CEO William Wrigley Jr. said at the company's annual meeting this spring that it planned to stump the benefits of chewing. "We plan to build awareness of this research," he said. How isn't known, since Wrigley hasn't disclosed details of its plan to tout the message, and company spokespeople didn't return calls. But the next step is to draw attention to these findings, most likely through a public relations campaign.
Christie Nordhielm, a marketing professor at the Kellogg School of Management at Northwestern University, says the company's best tack would be to support the effort with public relations, possibly involving doctors, to generate word of mouth. Health claims made in advertising, she said, even if true, wouldn't be as believable. Consumers "are more likely to believe a doctor as opposed to a 30-second TV commercial," Ms. Nordhielm said.
Wrigley wants to boost consumption of chewing gum, a mature business. In 2003, chewing gum unit sales eked out a mere 0.2% increase, according to figures from Information Resources Inc., in food drug and mass merchandisers excluding Wal-Mart.
Expanding the category is important because Mr. Wrigley has promised to deliver 9% to 11% earnings growth in the years ahead. The company has averaged 9% earnings growth each year since 1999.
The Americas, principally the U.S., represented $1.19 billion of the company's 2003 sales, 39% of the total. Despite efforts to diversify-earlier this year the company launched breath mints under its Eclipse brand-the bulk of U.S. sales are tied to chewing gum.

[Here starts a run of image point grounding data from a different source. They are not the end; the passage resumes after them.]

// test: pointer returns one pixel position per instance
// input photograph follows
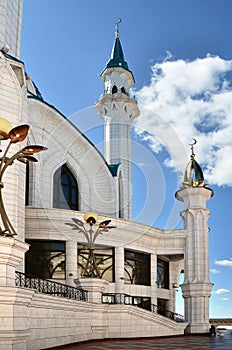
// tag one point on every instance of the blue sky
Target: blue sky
(180, 53)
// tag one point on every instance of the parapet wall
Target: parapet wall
(33, 321)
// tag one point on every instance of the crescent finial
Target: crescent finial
(117, 28)
(192, 148)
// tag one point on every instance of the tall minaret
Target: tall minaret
(11, 25)
(118, 109)
(197, 287)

Another reason to try to increase overall gum consumption: London-based beverage and confectionery giant Cadbury Schweppes acquired the Adams gum brands, including Chiclets and Dentyne, from Pfizer and is expected to be a more aggressive marketer.
Indeed, Cadbury Adams USA is breaking a new ad campaign in support of Chiclets this week from Interpublic Group of Cos.' Deutsch, New York.
Wrigley has company among food marketers trying to tout health benefits related to respective products. Associations for the beef, chocolate and spirits industries have tried to cast their wares in a healthy light (AA, Jan. 27, 2003).
According to a memo provided by Wrigley, the monograph explores the impact of chewing on blood flow, stress relief, learning, salivary flow and reflux. Chewing is credited with stimulating blood flow; alleviating stress; and increasing salivary flow, which improves oral care. One study included in the monograph found associations between chewing gum and improved memory performance, although the reasons are not clearly understood.